Sainte-Anne d'Auray, Morbihan

memorial-sainte-anne-dauraySainte-Anne d’Auray est une commune du Morbihan célèbre pour son pèlerinage catholique en l’honneur de Sainte-Anne, Patronne de la Bretagne.

L’histoire de Sainte-Anne d’Auray est très liée à la religion chrétienne.

Sainte-Anne-d’Auray (ou en breton Santez-Anna-Wened) est le principal lieu de pèlerinage de la Bretagne. On y vient depuis 1625, pour commémorer l’apparition de sainte Anne, grand-mère maternelle de Jésus-christ, à Yves Nicolazic.
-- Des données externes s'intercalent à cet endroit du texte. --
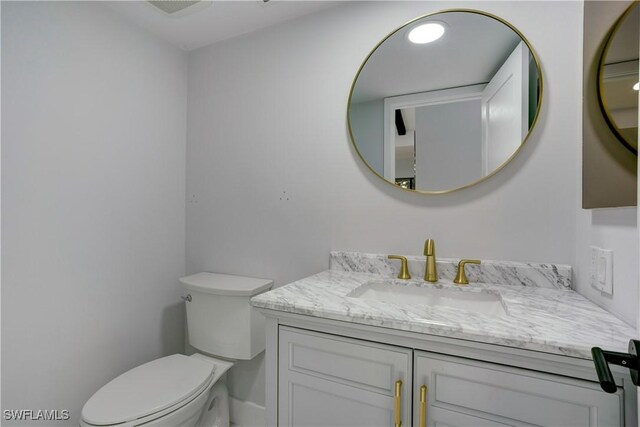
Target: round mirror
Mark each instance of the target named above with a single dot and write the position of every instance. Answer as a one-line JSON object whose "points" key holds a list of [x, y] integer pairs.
{"points": [[618, 78], [445, 101]]}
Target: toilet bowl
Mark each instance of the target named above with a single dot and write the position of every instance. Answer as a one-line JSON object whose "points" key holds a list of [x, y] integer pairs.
{"points": [[181, 390]]}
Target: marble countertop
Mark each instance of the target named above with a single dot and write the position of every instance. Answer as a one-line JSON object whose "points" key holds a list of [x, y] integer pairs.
{"points": [[551, 320]]}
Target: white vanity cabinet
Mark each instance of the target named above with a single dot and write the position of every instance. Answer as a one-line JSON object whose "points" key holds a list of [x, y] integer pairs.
{"points": [[327, 380], [463, 392], [324, 379]]}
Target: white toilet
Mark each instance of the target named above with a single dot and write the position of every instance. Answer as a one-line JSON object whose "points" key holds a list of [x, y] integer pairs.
{"points": [[180, 390]]}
Tous les étés, le 26 juillet, un pèlerinage y a lieu : le pardon de Sainte Anne.

On compte une moyenne de 800 000 pèlerins par an à Sainte-Anne-d’Auray.

Jean-Paul II y est venu en pèlerinage le 20 septembre 1996 où il a rassemblé 150 000 personnes, première visite d’un pape en Bretagne.

Sainte-Anne-d’Auray a longtemps fait partie de la paroisse et commune de Pluneret. La paroisse de Sainte-Anne d’Auray fut créée le 1er août 1937, en regroupant le domaine du sanctuaire, l’ancien Keranna et plusieurs villages de la paroisse de Pluneret, ainsi que d’autres villages dépendant jusqu’ici de la paroisse de Plumergat.

Ce n’est que le 26 février 1950 que Sainte-Anne-d’Auray a également été érigée en commune.

Le pèlerinage de Sainte-Anne d’Auray est le plus important de la région. Au xixe siècle, l’affluence est telle que la chapelle devient trop petite. Pour y remédier, la basilique est bâtie. Aujourd’hui, le sanctuaire est le témoin d’une ferveur religieuse typiquement bretonne. En visitant le sanctuaire, on découvre un ensemble de monuments dont le mémorial, élevé en mémoire des Bretons victimes de la Première Guerre mondiale, dû à l’architecte René Ménard.